Todas esas armas son mensajeras de terror, llanto, dolor, muerte, injusticia. Fallecen miles, millones de hombres, mujeres, niños, enfermos, discapacitados. Quienes no mueren escapan como los animales cuando se incendia un bosque. Huyen con la desesperación en sus rostros, con las heridas en sus cuerpos, con la sangre hirviendo de coraje y de dolor, con la lejana esperanza de hallar un refugio, un rincón en donde poder resguardarse, sobrevivir. Y las fronteras se cierran, los puertos rehúsan recibirlos, las carreteras se congestionan, las murallas y las alambradas se multiplican y los hacinamientos crecen en cualquier inhóspito refugio; entre tanto, carreteras, puertos y fronteras se abren para recibir, transportar, dejar el paso libre a los cargamentos de armas, libres para causar más y más devastación.

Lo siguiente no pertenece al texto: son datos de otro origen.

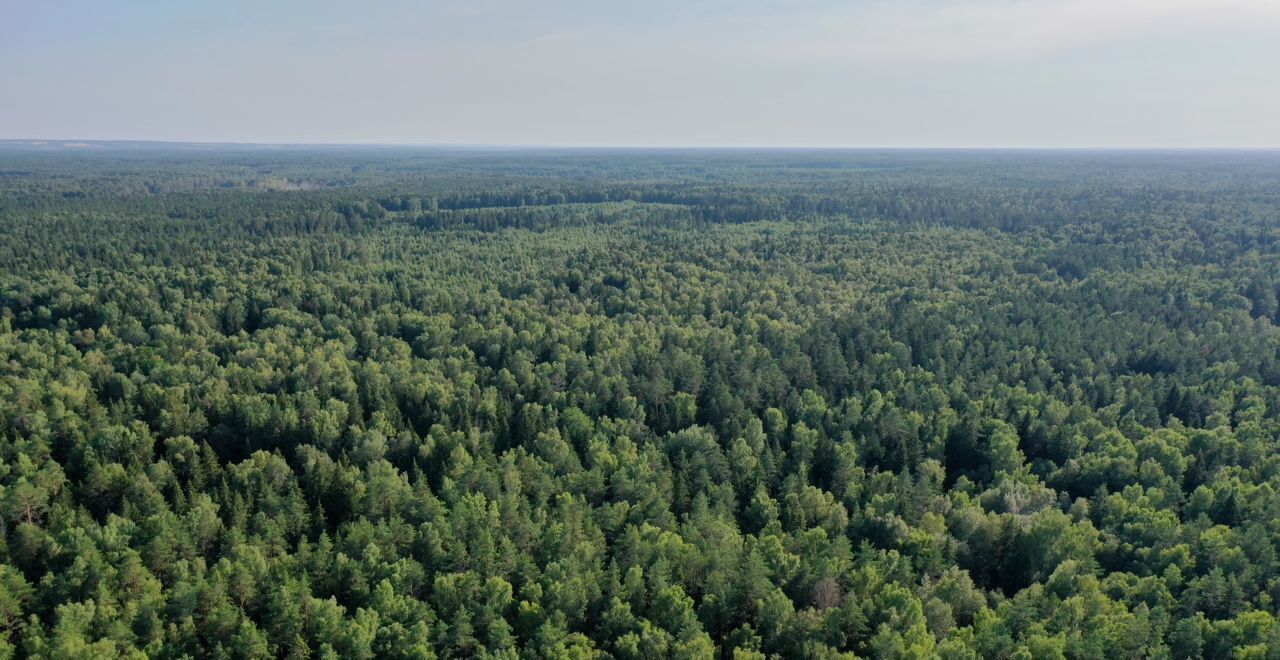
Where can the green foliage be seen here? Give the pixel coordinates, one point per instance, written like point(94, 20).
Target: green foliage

Ya se han olvidado Hiroshima y Nagasaki, ya se han olvidados los millones de muertos y heridos en las guerras mundiales, en las «pequeñas» guerras tribales, entre etnias y clanes, en los violentos enfrentamientos de grupos políticos ansiosos de poder y dominación. En un mundo donde pululan millones y millones de personas en condiciones inhumanas, sin comida, sin salud, sin un techo y sin un abrigo, los poderosos y ambiciosos se reparten el mundo, crean fronteras y alambradas y fabrican y almacenan mortales armamentos para defender sus injustas posesiones y hacer alarde de su capacidad de dominio y explotación.
La energía atómica, usada con usos bélicos, es inmoral: atenta directamente contra el ser humano, contra su dignidad y expone a la humanidad entera al riesgo de destruir el hogar que el destino nos ha prestado para ser posible una vida honorable.

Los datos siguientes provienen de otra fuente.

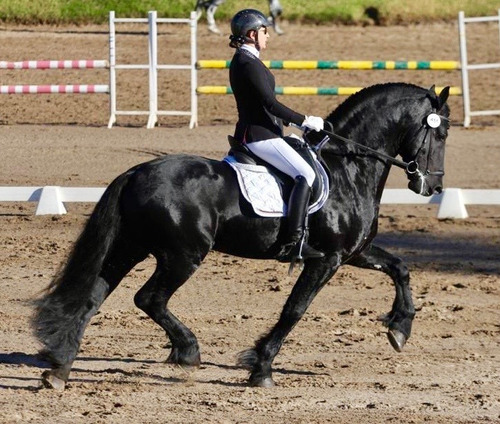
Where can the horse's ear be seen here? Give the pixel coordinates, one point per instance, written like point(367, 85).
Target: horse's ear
point(443, 96)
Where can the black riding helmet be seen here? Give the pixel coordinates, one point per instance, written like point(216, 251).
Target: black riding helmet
point(246, 20)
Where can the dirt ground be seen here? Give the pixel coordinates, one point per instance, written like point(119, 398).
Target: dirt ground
point(337, 365)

Mi padre tenía razón: festeja la guerra quien no la conoce, quien no la ha vivido, quien no tiene en su historia familiar al menos un muerto en un campo de batalla, y quien cree que es muy sofisticado e inteligente alardear de la capacidad destructora de un arma, la que puede causar más daño y dolor, la que puede viajar sin ser detectada, la que puede provocar la mayor cantidad de sangre y muerte, y quien festeja el misil que ha quitado la vida a la mayor cantidad de niños.
Bien está dicho: la humanidad debe poner fin a las guerras o las guerras pondrán fin a la humanidad.